When the Taliban took over the government in Afghanistan, he led his forces against the Taliban and until December 2001, when the Taliban were completely defeated, he remained in his position (commander of the central forces and governor of Takhar province) and fought against them;
He successfully cleared Takhar and Kundoz provinces from Taliban And Al-Qayeda
After the defeat of the first Taliban regime, Major General Daud Daud, who was the governor of Takhar province in the Islamic State of Afghanistan, after the establishment of the interim government led by Hamid Karzai, was promoted to the rank of lieutenant general and appointed as the commander of the army corps in the northeast.[2]

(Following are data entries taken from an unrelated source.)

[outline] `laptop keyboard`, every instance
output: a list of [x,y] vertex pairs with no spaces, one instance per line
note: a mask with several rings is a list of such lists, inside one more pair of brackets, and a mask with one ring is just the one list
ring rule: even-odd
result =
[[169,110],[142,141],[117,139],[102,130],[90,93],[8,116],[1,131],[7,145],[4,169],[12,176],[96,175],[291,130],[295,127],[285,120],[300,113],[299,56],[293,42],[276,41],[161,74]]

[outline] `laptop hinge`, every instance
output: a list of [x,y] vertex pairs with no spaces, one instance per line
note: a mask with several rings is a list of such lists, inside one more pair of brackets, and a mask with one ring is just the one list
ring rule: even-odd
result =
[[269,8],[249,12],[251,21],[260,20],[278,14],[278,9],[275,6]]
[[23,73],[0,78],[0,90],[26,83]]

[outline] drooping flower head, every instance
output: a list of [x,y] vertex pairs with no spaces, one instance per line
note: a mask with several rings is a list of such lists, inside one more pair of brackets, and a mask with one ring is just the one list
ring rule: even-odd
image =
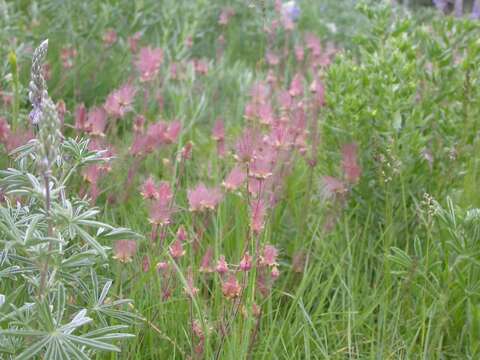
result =
[[117,240],[113,252],[114,259],[123,263],[130,262],[137,252],[137,242],[135,240]]
[[163,62],[163,50],[160,48],[144,47],[140,49],[135,66],[140,73],[140,81],[153,80]]
[[221,199],[222,193],[218,188],[207,188],[204,184],[188,190],[190,211],[214,210]]
[[132,111],[132,103],[137,90],[131,84],[125,84],[108,95],[104,109],[113,118],[123,118]]

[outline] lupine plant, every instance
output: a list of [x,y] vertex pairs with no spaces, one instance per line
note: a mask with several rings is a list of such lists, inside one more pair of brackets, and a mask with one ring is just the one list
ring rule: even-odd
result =
[[98,221],[70,188],[85,166],[109,161],[85,139],[64,138],[42,65],[33,53],[29,98],[36,136],[10,154],[0,173],[0,353],[2,359],[89,359],[120,351],[138,317],[131,301],[110,297],[105,263],[111,241],[135,240],[128,229]]

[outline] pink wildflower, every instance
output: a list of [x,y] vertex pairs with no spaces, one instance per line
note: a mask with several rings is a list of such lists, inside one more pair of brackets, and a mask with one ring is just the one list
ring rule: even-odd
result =
[[136,89],[133,85],[123,85],[108,95],[104,105],[105,111],[114,118],[123,118],[125,114],[132,111],[135,94]]
[[240,270],[242,271],[249,271],[252,268],[252,257],[248,253],[248,251],[243,254],[243,258],[240,261]]
[[235,191],[245,182],[246,178],[247,173],[240,165],[237,165],[230,171],[222,185],[228,191]]
[[174,209],[165,201],[156,199],[150,205],[149,220],[152,224],[168,225],[171,222]]
[[228,279],[222,284],[222,292],[227,299],[234,299],[239,297],[241,291],[242,288],[240,287],[240,284],[238,283],[235,275],[230,275]]
[[342,168],[345,179],[351,184],[356,184],[362,173],[357,160],[357,144],[346,144],[343,146]]
[[157,272],[159,273],[166,272],[169,268],[168,263],[165,261],[160,261],[156,265]]
[[297,45],[295,46],[295,58],[298,62],[302,62],[303,58],[305,57],[305,50],[303,46]]
[[303,96],[303,75],[300,73],[295,74],[295,76],[292,79],[292,82],[290,83],[290,89],[289,93],[290,96],[296,97],[296,96]]
[[5,118],[0,117],[0,142],[6,143],[9,136],[10,136],[10,125],[8,124]]
[[260,257],[260,264],[265,266],[277,265],[278,250],[273,245],[265,245],[263,255]]
[[175,260],[180,259],[183,255],[185,255],[185,250],[183,249],[183,243],[180,239],[177,239],[173,242],[172,245],[168,248],[170,251],[170,255]]
[[212,139],[215,141],[225,140],[225,125],[222,119],[218,119],[212,129]]
[[112,46],[117,42],[117,32],[113,29],[108,29],[105,34],[103,34],[103,43],[105,46]]
[[85,130],[91,135],[105,136],[107,127],[107,113],[104,109],[95,107],[88,112]]
[[218,24],[222,26],[228,25],[230,18],[235,15],[235,10],[232,8],[224,8],[220,12],[220,16],[218,17]]
[[187,231],[183,225],[180,225],[177,230],[177,239],[182,243],[187,241]]
[[142,185],[140,194],[144,199],[153,200],[158,198],[157,185],[152,177],[149,177]]
[[130,51],[135,54],[138,51],[138,40],[142,37],[141,32],[136,32],[128,38],[128,45],[130,46]]
[[113,251],[114,259],[123,263],[130,262],[137,252],[137,242],[135,240],[117,240]]
[[157,76],[162,62],[162,49],[153,49],[151,47],[141,48],[137,61],[135,62],[135,66],[140,73],[140,81],[148,82],[153,80]]
[[228,264],[225,261],[225,256],[223,255],[220,256],[220,258],[218,259],[217,267],[215,268],[215,271],[220,275],[223,275],[228,272]]
[[326,198],[335,195],[343,195],[347,192],[347,187],[345,184],[333,176],[323,177],[323,187],[323,195]]
[[182,130],[182,123],[179,120],[175,120],[168,125],[165,131],[165,140],[167,144],[172,144],[177,141],[178,135]]
[[199,290],[194,285],[193,271],[191,268],[187,270],[186,280],[187,280],[187,284],[185,286],[185,293],[187,294],[187,296],[193,298],[195,297],[195,295],[198,294]]
[[211,247],[209,247],[206,251],[205,254],[202,257],[202,261],[200,261],[200,272],[203,273],[211,273],[213,272],[212,269],[212,258],[213,258],[213,250]]
[[267,55],[265,57],[268,65],[275,66],[280,63],[280,58],[273,52],[267,51]]
[[273,280],[278,279],[278,277],[280,276],[280,271],[278,270],[278,267],[276,265],[272,267],[270,275],[272,276]]
[[193,67],[195,68],[195,72],[200,75],[206,75],[208,73],[208,62],[206,59],[193,60]]
[[65,47],[60,51],[60,58],[64,69],[71,69],[73,67],[73,60],[77,57],[77,50],[73,47]]
[[221,199],[222,193],[218,188],[207,188],[204,184],[188,190],[190,211],[214,210]]
[[265,203],[262,199],[258,199],[254,201],[251,205],[251,220],[250,224],[252,227],[252,231],[255,234],[259,234],[262,232],[265,226],[265,216],[266,216],[266,209]]
[[251,161],[254,157],[258,140],[257,132],[253,129],[245,129],[236,144],[236,159],[240,162]]
[[75,109],[75,129],[83,131],[87,124],[87,109],[83,103],[79,104]]
[[148,270],[150,270],[150,258],[147,255],[143,256],[142,270],[143,272],[148,272]]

In 2004, Gen. Daud was appointed as Deputy Counter-Narcotics in the Ministry of Interior/Afghanistan. During his mission, drugs were controlled in many parts of Afghanistan,His campaign against opium poppy cultivation was successful in several provinces, including Logar, Ghazni, Wardak, Paktia, Helmand, Urozgan Paktika and Badakhshan.[3] But because of his financial and public support to Dr. Abdullah Abdullah in the presidential election, Hamid Karzai threatened to expel him
After Hamid Karzai won again in the elections, he was appointed as the commander of the North and Northeast Police Zone in 2010.
He was one of the staunch anti-Taliban commanders. In the first days of his work, he presented the plan for the establishment of the local police as an adviser to Gen. Besmillah Mohammadi, the then interior minister of Afghanistan, a plan that was very useful for the security of the north.
He was more in the battlefield and fighting terrorism than sitting in the office, because of this, the insecurity in the north was reduced by 80%, Hamid Karzai, whose first deputy was Marshal Fahim, accused him of genocide againstthe Pashtuns (from ethnic groups).
On May 28, 2011, he was wounded in the leg by the explosion of a mine planted in the sofa of Takhar governor's office. After asking for help, he was killed by unknown person with thirteen bullets.
The Islamic Movement of Uzbekistan took responsibility for this attack, but Takhar's influentials and officials hold Lt.General Zalmai Weesa, the commander national army in the north, and Abdul Jaber Taqwa, the governor of Takhar, responsible for his death.[4]
Burhanuddin Rabbani, the former president, and Abdullah Abdullah, head of the National Coalition, called on the government to conduct an immediate investigation into the recent killings.[3]
Before General Daud Daud, Khan Mohammad Mujahid, the police commander of Kandahar (in the south of Afghanistan) and Abdul Rahman Seyedkheli, the police commander of Kunduz (in the northeast) were also killed by suicide attacks.[5]